Alors, évidemment, chacun a bien le droit de penser ce qu’il veut de tel ou tel album. Peu m’importe. Mais ce qui me chagrine ici, c’est que ce quatrième recueil, en plus d’être parfaitement interprété et enregistré (les compétences des musiciens sont tout de même reconnues par le chroniqueur en question), est sans doute celui qu’il fallait à
Istapp pour confirmer un potentiel qu’il me semblait percevoir chez eux depuis «
Blekinge » en 2010.
Istapp, c’est avant tout un socle musical solide.
Pas de tergiversations (encore que… nous allons y revenir), nous avons ici affaire à du black mélodique qui connaît ses classiques, et qui ne renie pas ses influences. On pense à
Dissection ou
Naglfar, le groupe maniant avec efficacité une formule mêlant la dissonance typique du black metal et la mélodicité.
Immortal vient forcément en tête également,
Istapp délaissant les références sataniques pour imaginer son propre univers. Un univers dont le froid extrême est la clé de voûte.
Ce sont ces éléments qui caractérisent la musique des Suédois depuis ses débuts. Chaque album est une arme contre « l’étoile insidieuse », le Soleil, qui brûle notre planète autrefois constituée de glace. Chaque concert est une bataille des légions du froid contre les troupes de la « boule brillante », « en attendant le zéro absolu ». «
Blekinge », premier manifeste des guerriers, proposait un black mélodique mâtiné d’influences folk discrètes mais ancrées dans l’âme des musiciens, ainsi que quelques rares passages en voix claire du plus bel effet (« I Väntan På Den Absoluta Nollpunkten »). «
Frostbiten » avait enfoncé le clou en 2015, de façon plus directe et avec une redoutable efficacité. Avec «
The Insidious Star » en 2019, la formule m’avait semblé s’user un peu. La musique restait agréable, mais paraissait tourner légèrement en rond sans chercher à proposer réellement quelque chose. Une relative remise en question était peut-être nécessaire.

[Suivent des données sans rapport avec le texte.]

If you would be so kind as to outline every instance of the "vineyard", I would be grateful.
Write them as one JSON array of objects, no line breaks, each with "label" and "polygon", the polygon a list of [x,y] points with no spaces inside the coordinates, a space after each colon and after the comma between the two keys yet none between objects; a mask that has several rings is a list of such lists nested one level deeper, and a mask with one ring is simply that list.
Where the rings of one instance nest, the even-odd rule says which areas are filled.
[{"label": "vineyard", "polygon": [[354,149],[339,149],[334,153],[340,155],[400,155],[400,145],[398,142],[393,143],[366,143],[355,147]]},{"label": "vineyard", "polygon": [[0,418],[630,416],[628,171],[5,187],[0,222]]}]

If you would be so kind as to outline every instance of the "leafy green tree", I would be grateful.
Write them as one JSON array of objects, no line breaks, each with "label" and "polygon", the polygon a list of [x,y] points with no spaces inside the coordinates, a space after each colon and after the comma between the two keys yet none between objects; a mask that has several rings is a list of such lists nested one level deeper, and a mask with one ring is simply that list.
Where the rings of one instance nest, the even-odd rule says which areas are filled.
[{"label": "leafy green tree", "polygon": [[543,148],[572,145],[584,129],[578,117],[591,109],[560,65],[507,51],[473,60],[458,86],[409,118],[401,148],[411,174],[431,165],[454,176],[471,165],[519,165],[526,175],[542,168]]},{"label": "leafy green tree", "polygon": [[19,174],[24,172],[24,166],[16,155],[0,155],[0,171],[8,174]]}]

C’est avec un réel plaisir que j’ai constaté, à l’écoute de «
Sól Tér Sortna », que le petit coup de neuf tant attendu a bien été donné. Aucune révolution à l’horizon, mais une volonté réelle de varier le propos et de rendre la musique plus ludique est indéniablement présente.
Ainsi, «
Under Jökelisen » ouvre les hostilités avec la verve habituelle, mais offre un refrain mélodieux et soigné porté par un chant clair épique et des claviers mystérieux parfaits pour poser d’entrée de jeu l’atmosphère glaciale d’
Istapp. Dans la même veine mais avec un ton légèrement plus folk, « Storm Av Is » vient contenter les amateurs de refrains au chant clair un peu plus loin.

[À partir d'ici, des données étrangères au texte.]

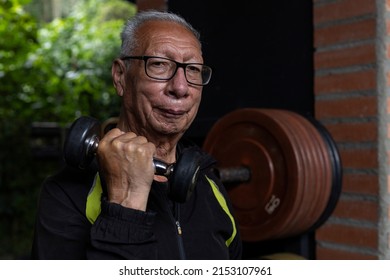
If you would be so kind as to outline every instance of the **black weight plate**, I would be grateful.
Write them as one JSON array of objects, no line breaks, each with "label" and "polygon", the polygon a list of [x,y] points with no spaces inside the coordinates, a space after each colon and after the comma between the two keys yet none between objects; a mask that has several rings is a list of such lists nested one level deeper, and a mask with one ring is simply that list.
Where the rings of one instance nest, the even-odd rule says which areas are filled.
[{"label": "black weight plate", "polygon": [[88,153],[88,141],[100,136],[100,122],[89,116],[76,119],[64,142],[63,156],[67,165],[85,169],[94,158]]}]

Plus habituels pour le groupe, des titres comme «
Nifelheim » ou «
Sól Tér Sortna » apportent leur pierre à l’édifice, sans doute sans une once d’originalité mais toujours avec cette qualité constante dans la composition des riffs et des mélodies, qui font que, selon moi,
Istapp tire son épingle du jeu dans l’océan des formations de black mélodique underground.

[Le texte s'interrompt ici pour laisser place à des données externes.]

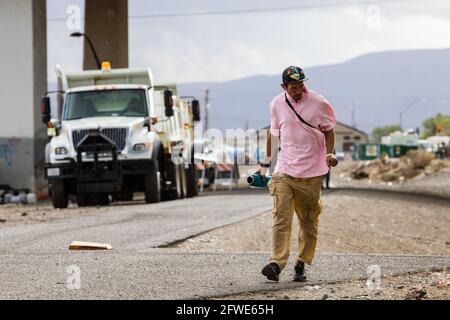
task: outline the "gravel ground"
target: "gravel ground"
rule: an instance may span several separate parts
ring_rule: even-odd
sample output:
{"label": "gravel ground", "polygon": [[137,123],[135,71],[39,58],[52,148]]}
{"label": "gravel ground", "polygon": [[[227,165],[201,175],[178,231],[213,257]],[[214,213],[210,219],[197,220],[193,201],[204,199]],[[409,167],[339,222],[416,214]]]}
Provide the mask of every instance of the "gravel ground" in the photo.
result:
{"label": "gravel ground", "polygon": [[[106,209],[98,207],[97,210],[105,212]],[[92,209],[77,208],[74,204],[71,204],[68,209],[55,210],[49,201],[42,201],[36,205],[4,204],[0,206],[0,226],[42,223],[72,218],[75,215],[83,216],[90,212]]]}
{"label": "gravel ground", "polygon": [[233,300],[450,300],[450,272],[406,273],[383,276],[379,286],[367,280],[305,285],[295,289],[221,297]]}
{"label": "gravel ground", "polygon": [[0,206],[0,227],[24,224],[36,224],[51,222],[60,219],[84,217],[92,214],[105,214],[111,208],[116,210],[120,207],[145,205],[142,194],[136,194],[133,202],[114,202],[110,206],[96,206],[79,208],[70,202],[66,209],[55,209],[50,200],[39,201],[37,204],[15,204],[9,203]]}

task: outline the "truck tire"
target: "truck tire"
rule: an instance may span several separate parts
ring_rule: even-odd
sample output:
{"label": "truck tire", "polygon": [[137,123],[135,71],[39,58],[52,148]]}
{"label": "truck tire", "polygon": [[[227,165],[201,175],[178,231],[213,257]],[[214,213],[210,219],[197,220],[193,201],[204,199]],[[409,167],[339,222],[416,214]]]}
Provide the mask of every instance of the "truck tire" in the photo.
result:
{"label": "truck tire", "polygon": [[[178,173],[177,166],[172,162],[171,159],[166,159],[165,162],[165,177],[166,181],[165,188],[162,193],[163,201],[177,200],[180,198],[179,188],[178,188]],[[168,185],[166,182],[169,182]]]}
{"label": "truck tire", "polygon": [[183,165],[175,165],[170,162],[167,164],[167,177],[171,181],[171,185],[163,192],[163,200],[183,199],[187,194],[186,176],[184,174]]}
{"label": "truck tire", "polygon": [[52,182],[52,204],[55,209],[64,209],[69,205],[69,196],[65,190],[64,180]]}
{"label": "truck tire", "polygon": [[195,172],[195,164],[190,164],[186,172],[187,198],[198,196],[197,177]]}
{"label": "truck tire", "polygon": [[157,203],[161,201],[161,181],[158,170],[158,162],[155,161],[155,169],[144,175],[145,202]]}

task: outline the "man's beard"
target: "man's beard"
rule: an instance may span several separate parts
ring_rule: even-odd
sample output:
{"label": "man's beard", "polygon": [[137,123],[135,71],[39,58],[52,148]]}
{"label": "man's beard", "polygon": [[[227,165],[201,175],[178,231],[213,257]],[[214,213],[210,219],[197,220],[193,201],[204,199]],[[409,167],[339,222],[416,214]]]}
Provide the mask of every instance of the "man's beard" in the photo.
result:
{"label": "man's beard", "polygon": [[297,94],[297,95],[293,96],[295,102],[298,102],[298,101],[302,98],[302,95],[303,95],[303,94],[300,93],[300,94]]}

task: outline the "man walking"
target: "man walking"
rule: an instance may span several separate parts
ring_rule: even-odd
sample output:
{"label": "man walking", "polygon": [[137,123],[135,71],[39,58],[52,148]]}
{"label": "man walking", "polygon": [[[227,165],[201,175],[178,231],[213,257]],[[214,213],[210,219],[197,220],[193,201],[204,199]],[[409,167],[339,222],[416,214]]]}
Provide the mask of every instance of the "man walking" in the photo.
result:
{"label": "man walking", "polygon": [[279,281],[288,262],[294,211],[299,220],[294,281],[306,281],[305,264],[311,265],[316,249],[323,176],[338,164],[332,154],[334,111],[324,97],[306,87],[305,80],[299,67],[283,71],[283,92],[270,104],[267,157],[258,170],[266,174],[279,143],[278,161],[269,182],[273,196],[272,256],[262,270],[272,281]]}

Enfin, au rayon des touches de nouveauté, outre un usage plus régulier de voix clean et les apports plus conséquents des claviers, il faut citer un « Ragnarök » ouvertement black / folk, que n’aurait pas renié
Solefald période «
Red for
Fire / Black for Death » tant dans le riffing qu’au niveau de l’ajout de cordes et d’interventions de chant féminin. « Grýla », morceau le plus sombre et black de l’album, fait descendre la température plus bas que jamais en entremêlant intelligemment mid-tempo hypnotique et accélérations subites, le tout dans une ambiance macabre et effrayante qui tranche avec les autres morceaux (une voie qui sera, je l’espère, explorée par la suite). Le chant torturé flirte parfois avec celui de
Niklas Kvarforth de
Shining (les Suédois, pas les Norvégiens) et achève de rendre ce morceau vraiment spécial.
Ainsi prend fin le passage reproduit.